Soft-linking of improved spatiotemporal capacity expansion model with a power flow analysis for increased integration of renewable energy sources into interconnected archipelago

This present study offers a novel approach for the improvement of energy planning. This has become increasingly important as higher penetration of variable energy resources and increased interconnection between the different energy sectors require more detailed planning in terms of spatiotemporal modeling in comparison to the presently available approaches. In this study, we present a method that soft-linked the energy planning and power flow models, which enabled fast and reliable solving of optimization problems. A linear continuous optimization model was used for the energy system optimization and the non-linear problem for the power system analysis. The method is used to compare different energy planning scenarios; further, this also offers the possibility for implementation assessment of the proposed scenarios. The method was applied to interconnected islands for five different scenarios. It was determined that the detailed spatial approach resulted in 26.7% higher total system costs, 3.3 times lower battery capacity, and 14.9 MW higher renewable energy generation capacities installed than in the coarser spatial representation.

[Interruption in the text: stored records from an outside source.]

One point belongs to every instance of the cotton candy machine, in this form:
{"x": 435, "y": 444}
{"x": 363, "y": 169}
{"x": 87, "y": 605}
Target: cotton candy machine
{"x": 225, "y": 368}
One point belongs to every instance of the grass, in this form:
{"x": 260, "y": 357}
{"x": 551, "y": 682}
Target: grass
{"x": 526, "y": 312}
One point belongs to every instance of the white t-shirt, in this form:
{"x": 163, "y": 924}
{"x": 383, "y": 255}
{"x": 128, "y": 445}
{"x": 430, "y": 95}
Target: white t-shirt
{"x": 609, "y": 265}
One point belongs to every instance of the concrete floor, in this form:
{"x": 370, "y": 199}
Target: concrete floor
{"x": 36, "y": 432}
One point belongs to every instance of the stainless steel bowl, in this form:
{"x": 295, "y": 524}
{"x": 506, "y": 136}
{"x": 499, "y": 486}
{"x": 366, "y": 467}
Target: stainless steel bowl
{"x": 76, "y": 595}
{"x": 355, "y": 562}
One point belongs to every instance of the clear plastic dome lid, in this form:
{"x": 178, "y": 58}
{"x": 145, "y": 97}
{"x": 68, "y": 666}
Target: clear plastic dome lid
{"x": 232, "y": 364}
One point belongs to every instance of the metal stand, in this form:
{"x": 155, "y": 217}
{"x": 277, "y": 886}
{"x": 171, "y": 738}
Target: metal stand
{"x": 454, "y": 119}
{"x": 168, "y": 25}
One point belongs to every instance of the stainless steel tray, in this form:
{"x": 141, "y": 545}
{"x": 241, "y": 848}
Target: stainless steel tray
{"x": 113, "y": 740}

Moreover, the results of the power flow model indicated that the highest voltage deviation was 16% higher than the nominal voltage level. This indicates the need for inclusion of implementation possibility assessments of energy planning scenarios.

Automated summary

This study introduces a method that soft-links energy planning and power flow models to compare different energy planning scenarios and assess implementation possibilities. Applied to interconnected islands, the method revealed that a detailed spatial approach can reduce battery capacity and increase renewable energy generation capacity, but also result in higher total system costs. Results from the power flow model showed that the highest voltage deviation was 16% higher than the nominal voltage level.